Here’s an excerpt from the Star Tribune story:

“…the agency’s device unit is “clearly troubled.” Of particular interest is the agency’s 510k procedure — a fast-track approval process for certain devices — which is now under review by the prestigious Institute of Medicine — a cause for some uneasiness in Minnesota, home to some 200 medical technology firms, including Medtronic Inc., the world’s largest.

The Star Tribune asked Mark DuVal, a Minneapolis attorney and FDA expert, to discuss an agency in transition.”

That attorney was the only source quoted in this Q & A story. That’s a curiously one-sided journalistic decision. He’s a lawyer who represents the device industry – presenting an obvious bias that wasn’t balanced in the story. And so the story took on a “defend the homestate industries” tone that didn’t deliver the whole story. This would have been a terrific opportunity for a point-counterpoint but no counterpoint was presented. And his views were predictably one-sided.

Harry Demonaco photo.jpgIn order to get another view, I turned to one of our expert editors, Harold DeMonaco, who has a special interest in medical industry innovation in his position as the Director of the Innovation Support Center at the Massachusetts General Hospital.

DeMonaco wrote his reaction to me – outlining some of the problems with the current 510K procedure and with the story as it was presented.

“The existing process in some way thwarts innovation. By definition, the 510K approval is designated for substantial equivalence. That is, the device must do something in the same way as an existing device that was previously approved.

So, doing the same thing in the same way is somewhat equivalent to “innovation.”

Innovation to an economist is the successful introduction of a NEW thing or method. Not merely a “me too” introduction. At issue then is the judgment call separating NEW from “me too.” What is very desirable from the industry’s standpoint is the introduction of something they can call NEW but under a “me too” process. Seems like a contradiction but I think that is exactly the sweet spot they shoot for.

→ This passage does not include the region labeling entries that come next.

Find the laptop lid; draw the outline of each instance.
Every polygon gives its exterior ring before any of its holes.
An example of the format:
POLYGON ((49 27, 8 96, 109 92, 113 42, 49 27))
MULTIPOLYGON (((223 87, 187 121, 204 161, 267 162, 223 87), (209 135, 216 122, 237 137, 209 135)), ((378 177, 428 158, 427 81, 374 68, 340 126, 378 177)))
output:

His other comment that is interesting is his response to the safety question. He says the way to deal with risk is by putting it in the label. That may reduce the manufacturer’s risk (“Hey we told you so…….) but not the patient’s risk.

I think that the story could have legitimately examined the tension that exists in the judgment call around device approvals. The 510K process was designed to reduce unnecessary regulatory oversight. In a less complicated world this made a great deal of sense but as devices become more complicated, the decision process becomes more complicated as well.”

And the story could have dealt with the complicated side better than it did.

Maybe they’ll post a counterpoint to do so.

Comments

Paul Scott posted on December 9, 2009 at 4:31 pm

I think that no mention of threats to innovation should go printed without raising the corollary issue of how much money is spent per drug/device building its market.